Alcuni dei 43 indagati devono rispondere di associazione per delinquere di stampo mafioso. Molte le perquisizioni e i sequestri. Le indagini hanno scoperto legami con l’associazione di ‘ndrangheta legata alla cosca Alvaro-Penna di Sinopoli.
A capo della struttura c’erano – secondo gli investigatori – Antonio Carzo e Vincenzo Alvaro, entrambi appartenenti a storiche famiglie di ‘ndrangheta originarie di Casoleto, in provincia di Reggio Calabria.
Dalle indagini è emerso che fino al 2015 a Roma non c’era la “cellula” della ‘ndrangheta, ma operavano vari soggetti legati ad altre famiglie. La svolta sarebbe avvenuta durante l’estate quando Antonio Carzo avrebbe ricevuto, dall’organo collegiale al vertice dell’organizzazione unitaria, “la Provincia e Crimine”, l’autorizzazione per costituire una struttura locale che doveva operare nel cuore di Roma secondo le tradizioni di ‘ndrangheta, cioè riti, linguaggi, tipologia di reati tipici della terra d’origine.
Da quel momento la “cellula” romana si è infiltrata in gran parte dei settori economici della capitale che comprendono anche locali, bar, ristoranti, supermercati e nel riciclaggio di ingenti somme di denaro. Tra le accuse anche cessione e detenzione di droga, estorsione e fittizia intestazione di beni.
Altro aspetto di questo sodalizio tra la cosca Alvaro-Penna e la “cellula” romana erano gli incontri “estremamente riservati”. I capi si incontravano di persona raramente e solo in occasione di eventi particolari, come matrimoni o funerali. Incontri brevi ma, stando alle indagini, risolutivi. In caso di estrema urgenza, i boss gli appuntamenti venivano concordati attraverso “messaggeri”.

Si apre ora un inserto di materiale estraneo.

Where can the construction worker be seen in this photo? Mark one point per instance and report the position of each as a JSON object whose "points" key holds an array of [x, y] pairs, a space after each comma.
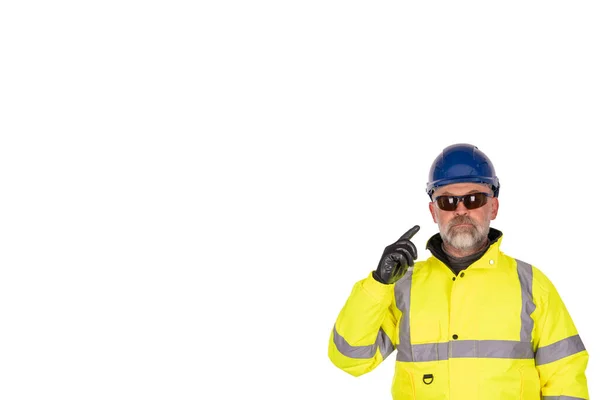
{"points": [[470, 322]]}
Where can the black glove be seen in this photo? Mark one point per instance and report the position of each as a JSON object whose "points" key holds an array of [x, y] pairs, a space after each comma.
{"points": [[396, 258]]}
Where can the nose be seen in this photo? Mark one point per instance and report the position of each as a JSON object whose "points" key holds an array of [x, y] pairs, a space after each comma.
{"points": [[461, 209]]}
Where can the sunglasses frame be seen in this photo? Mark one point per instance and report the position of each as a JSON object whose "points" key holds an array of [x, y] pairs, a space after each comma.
{"points": [[460, 199]]}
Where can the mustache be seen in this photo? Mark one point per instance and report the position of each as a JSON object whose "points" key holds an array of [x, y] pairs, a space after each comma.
{"points": [[461, 219]]}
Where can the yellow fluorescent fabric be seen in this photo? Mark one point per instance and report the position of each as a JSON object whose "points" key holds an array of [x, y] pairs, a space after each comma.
{"points": [[497, 331]]}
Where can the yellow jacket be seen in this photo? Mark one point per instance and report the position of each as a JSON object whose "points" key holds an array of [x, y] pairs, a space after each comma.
{"points": [[498, 330]]}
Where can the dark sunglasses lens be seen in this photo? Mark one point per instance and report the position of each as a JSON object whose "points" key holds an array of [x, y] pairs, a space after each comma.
{"points": [[475, 200], [447, 203]]}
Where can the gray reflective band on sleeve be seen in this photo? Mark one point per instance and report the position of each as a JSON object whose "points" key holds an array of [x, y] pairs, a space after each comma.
{"points": [[561, 349], [469, 349], [382, 341], [402, 294], [525, 272]]}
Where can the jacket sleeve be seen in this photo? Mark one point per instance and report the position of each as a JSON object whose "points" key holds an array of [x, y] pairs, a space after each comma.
{"points": [[363, 334], [561, 358]]}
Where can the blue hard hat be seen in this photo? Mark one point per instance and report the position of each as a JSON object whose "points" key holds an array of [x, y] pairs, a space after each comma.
{"points": [[462, 163]]}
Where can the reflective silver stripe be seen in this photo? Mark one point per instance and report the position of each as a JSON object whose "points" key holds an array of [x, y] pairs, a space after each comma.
{"points": [[561, 349], [491, 349], [562, 398], [402, 294], [382, 341], [470, 349], [430, 352], [525, 272]]}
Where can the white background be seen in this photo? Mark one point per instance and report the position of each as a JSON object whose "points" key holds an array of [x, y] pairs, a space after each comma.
{"points": [[190, 190]]}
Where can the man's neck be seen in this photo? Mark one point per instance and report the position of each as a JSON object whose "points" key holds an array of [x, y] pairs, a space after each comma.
{"points": [[458, 253]]}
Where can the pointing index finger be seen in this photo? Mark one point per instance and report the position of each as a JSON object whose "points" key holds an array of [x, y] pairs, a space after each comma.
{"points": [[410, 233]]}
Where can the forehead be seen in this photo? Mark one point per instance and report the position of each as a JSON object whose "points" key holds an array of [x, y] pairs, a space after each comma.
{"points": [[462, 188]]}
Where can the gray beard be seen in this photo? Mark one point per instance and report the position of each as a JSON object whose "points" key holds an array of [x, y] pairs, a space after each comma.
{"points": [[465, 238]]}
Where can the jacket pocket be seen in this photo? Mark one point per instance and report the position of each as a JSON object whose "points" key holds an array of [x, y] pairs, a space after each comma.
{"points": [[422, 380]]}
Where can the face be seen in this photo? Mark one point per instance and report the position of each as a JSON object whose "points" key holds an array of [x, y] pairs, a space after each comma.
{"points": [[464, 229]]}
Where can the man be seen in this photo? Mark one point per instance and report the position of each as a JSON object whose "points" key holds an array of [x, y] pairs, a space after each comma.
{"points": [[470, 322]]}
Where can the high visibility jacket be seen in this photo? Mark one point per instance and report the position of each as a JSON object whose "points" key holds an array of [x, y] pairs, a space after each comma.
{"points": [[497, 331]]}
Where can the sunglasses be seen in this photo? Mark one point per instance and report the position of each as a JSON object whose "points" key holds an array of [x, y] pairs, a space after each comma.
{"points": [[471, 201]]}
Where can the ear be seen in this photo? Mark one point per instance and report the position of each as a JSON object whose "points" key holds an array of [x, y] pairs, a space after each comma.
{"points": [[432, 211], [495, 206]]}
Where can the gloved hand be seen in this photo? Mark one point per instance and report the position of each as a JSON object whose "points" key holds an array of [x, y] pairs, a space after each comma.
{"points": [[396, 258]]}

Nel filone calabrese il sindaco di Cosoleto, Comune di Reggio Calabria, Antonino Gioffrè è stato arrestato. Gioffré è accusato di scambio elettorale politico-mafioso. In sostanza avrebbe favorito l’assunzione di un altro soggetto indagato Il suo nome compare nell’elenco dei 34 soggetti raggiunti da un’ordinanza di custodia emessa dal gip su richiesta della DDA reggina. L’indagine è collegata a quella della DDA di Roma. 29 persone sono finite in carcere e 5 ai domiciliari.